Laser Platform Technology
SKIN at the Institute of Facial Technology uses a Palomar Starlux 500 Laser and Intense Pulsed Light (IPL) platform. The platform allows them to attach multiple pieces to the laser. IPL does a lot of different things: permanent hair removal, treats facial veins and hyperpigmentation (sunspots), builds collagen, removes fine wrinkles and facial vessels and treats scars.
Most of the procedures done with the laser cause little or no down time. “We also have an actual laser hand piece which is the 1540 Erbium Fractional non-ablative Laser,” said Stanley. “That does some skin resurfacing and stimulates some collagen growth. I use it a lot for acne scars as well as for tightening fine little wrinkles on the face. Fractional means there is little or no down time, maybe a little bit of redness and swelling which may last 24-48 hours. There are ablative lasers in the community and you get better results quicker, but you have to put up with more down time, maybe up to two weeks.”
Treating acne marks is one of the most difficult things they do at SKIN. “Sometimes the laser is successful, sometimes not,” said Stanley. “If the marks aren’t too deep the laser is very effective. When I attend seminars on acne scarring they all say sometimes you have to use fillers or do a macrodermabrasion.”
The recommendations for hair removal are four to six treatments. The light from the laser is attracted to the pigment in the hair, so for blondes, or those who have turned gray, it may not be very successful. Permanent hair removal is 90% effective, can be done all over the body and people do see a reduction after the first treatment.
Continuing education is very important, and Stanley attends conferences three or four times a year to learn the latest developments and recommendations in skin care. At a recent conference, she had a specific purpose in mind; research two of the latest procedures and decide which one was right for her patients. “The laser is great for fine, little wrinkles around the eyes and mouth, but not when patients have a lot of skin laxity in the lower third of their face and you start to notice some jowling,” she said. “I went on the hunt for something that was non-invasive, with minimal down time that could help with those cases.”
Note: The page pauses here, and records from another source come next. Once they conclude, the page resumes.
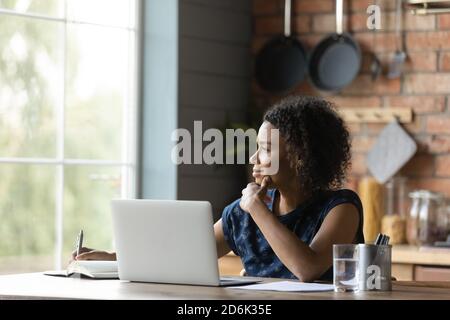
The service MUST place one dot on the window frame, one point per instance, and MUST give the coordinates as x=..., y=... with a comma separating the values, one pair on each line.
x=130, y=161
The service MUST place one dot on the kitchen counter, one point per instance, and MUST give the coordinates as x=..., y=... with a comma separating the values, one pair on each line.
x=408, y=263
x=38, y=286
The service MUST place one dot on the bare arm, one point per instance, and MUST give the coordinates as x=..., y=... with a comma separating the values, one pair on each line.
x=221, y=243
x=308, y=263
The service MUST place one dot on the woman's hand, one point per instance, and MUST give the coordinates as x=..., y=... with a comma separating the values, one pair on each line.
x=91, y=254
x=254, y=195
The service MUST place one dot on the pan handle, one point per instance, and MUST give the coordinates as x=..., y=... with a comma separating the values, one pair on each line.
x=339, y=17
x=287, y=17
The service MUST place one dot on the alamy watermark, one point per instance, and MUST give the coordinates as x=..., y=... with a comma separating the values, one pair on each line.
x=189, y=149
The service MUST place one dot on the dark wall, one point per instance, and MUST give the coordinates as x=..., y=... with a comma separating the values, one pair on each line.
x=214, y=85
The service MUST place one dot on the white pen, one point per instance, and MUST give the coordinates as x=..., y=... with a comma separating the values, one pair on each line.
x=79, y=242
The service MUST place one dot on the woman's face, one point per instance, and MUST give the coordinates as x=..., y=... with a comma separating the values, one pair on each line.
x=262, y=159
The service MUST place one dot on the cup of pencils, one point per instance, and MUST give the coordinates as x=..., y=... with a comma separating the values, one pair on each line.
x=375, y=265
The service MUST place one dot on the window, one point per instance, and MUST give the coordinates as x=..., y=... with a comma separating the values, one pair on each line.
x=68, y=124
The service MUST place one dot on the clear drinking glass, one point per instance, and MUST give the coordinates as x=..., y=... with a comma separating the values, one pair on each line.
x=345, y=267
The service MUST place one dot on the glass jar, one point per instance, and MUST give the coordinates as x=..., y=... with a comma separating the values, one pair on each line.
x=426, y=223
x=394, y=220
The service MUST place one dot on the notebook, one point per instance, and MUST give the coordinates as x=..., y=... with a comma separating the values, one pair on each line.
x=89, y=269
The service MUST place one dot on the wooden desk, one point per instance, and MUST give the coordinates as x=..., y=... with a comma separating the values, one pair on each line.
x=409, y=263
x=38, y=286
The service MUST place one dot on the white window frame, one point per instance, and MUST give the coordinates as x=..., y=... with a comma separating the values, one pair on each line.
x=130, y=134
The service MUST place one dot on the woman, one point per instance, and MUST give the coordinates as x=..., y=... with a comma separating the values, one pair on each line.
x=285, y=225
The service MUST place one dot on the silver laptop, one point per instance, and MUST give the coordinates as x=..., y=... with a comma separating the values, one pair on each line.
x=167, y=242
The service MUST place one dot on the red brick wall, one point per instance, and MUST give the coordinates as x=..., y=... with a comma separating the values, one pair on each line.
x=424, y=87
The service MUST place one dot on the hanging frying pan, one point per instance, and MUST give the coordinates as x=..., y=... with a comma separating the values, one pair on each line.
x=281, y=64
x=336, y=60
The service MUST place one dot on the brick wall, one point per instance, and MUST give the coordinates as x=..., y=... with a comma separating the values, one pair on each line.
x=424, y=87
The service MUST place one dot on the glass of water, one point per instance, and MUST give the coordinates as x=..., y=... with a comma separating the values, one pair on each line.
x=345, y=267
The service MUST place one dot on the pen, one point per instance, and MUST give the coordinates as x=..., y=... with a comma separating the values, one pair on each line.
x=79, y=242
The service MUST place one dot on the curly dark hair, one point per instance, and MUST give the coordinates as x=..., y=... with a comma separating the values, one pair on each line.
x=318, y=142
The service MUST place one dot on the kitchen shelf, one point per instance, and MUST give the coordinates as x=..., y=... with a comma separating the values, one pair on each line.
x=376, y=115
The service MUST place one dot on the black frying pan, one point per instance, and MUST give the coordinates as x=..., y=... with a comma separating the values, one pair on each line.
x=336, y=60
x=281, y=64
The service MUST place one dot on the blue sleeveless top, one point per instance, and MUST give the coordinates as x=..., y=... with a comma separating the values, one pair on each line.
x=247, y=241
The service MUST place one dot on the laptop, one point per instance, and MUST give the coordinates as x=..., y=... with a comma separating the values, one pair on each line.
x=165, y=241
Based on her findings, SKIN now has The Pelleve (pell uh vay) Wrinkle Reduction System. Stanley explained the difference between the laser and the new Pelleve system: “The laser fires a hundred different columns of heat into the skin while the Pelleve maintains the heat in the skin. It uses radio frequency waves that deliver energy deep into the skin and warms up the dermis, which stimulate it to produce collagen. It also tightens the collagen on the superficial layers so it creates a tightening on the outside of the skin as well. It takes one to three treatments and the results from one treatment may last up to six months, some research says up to eighteen months. Women will see a tightening right away from the swelling, not a bad swelling, which will go away in 24 – 48 hours. The body has been stimulated and after about 30 days a person will really start to see a difference and those changes will last up to six months.”
Treatments are usually 30 days apart and they will depend on how much of a difference a person wants to see. She is cautious about the patients she will see, since a person has to have collagen to stimulate more collagen. “I don’t want to let my patients down, so I may question the treatment of women in their 60s and those that smoke,” she said.
Stanley stresses that prevention is the key to any successful skin care regime. “Elastin is what makes our skin snap back, and our bodies stop producing it around the age of thirty,” she said. “As we are exposed to stress, UV rays and/or cigarette smoke, our elastin breaks down. We can stimulate more if we are actively working at it. Same thing with collagen. One of the easiest ways to prevent, or slow this down is to use sunscreen.”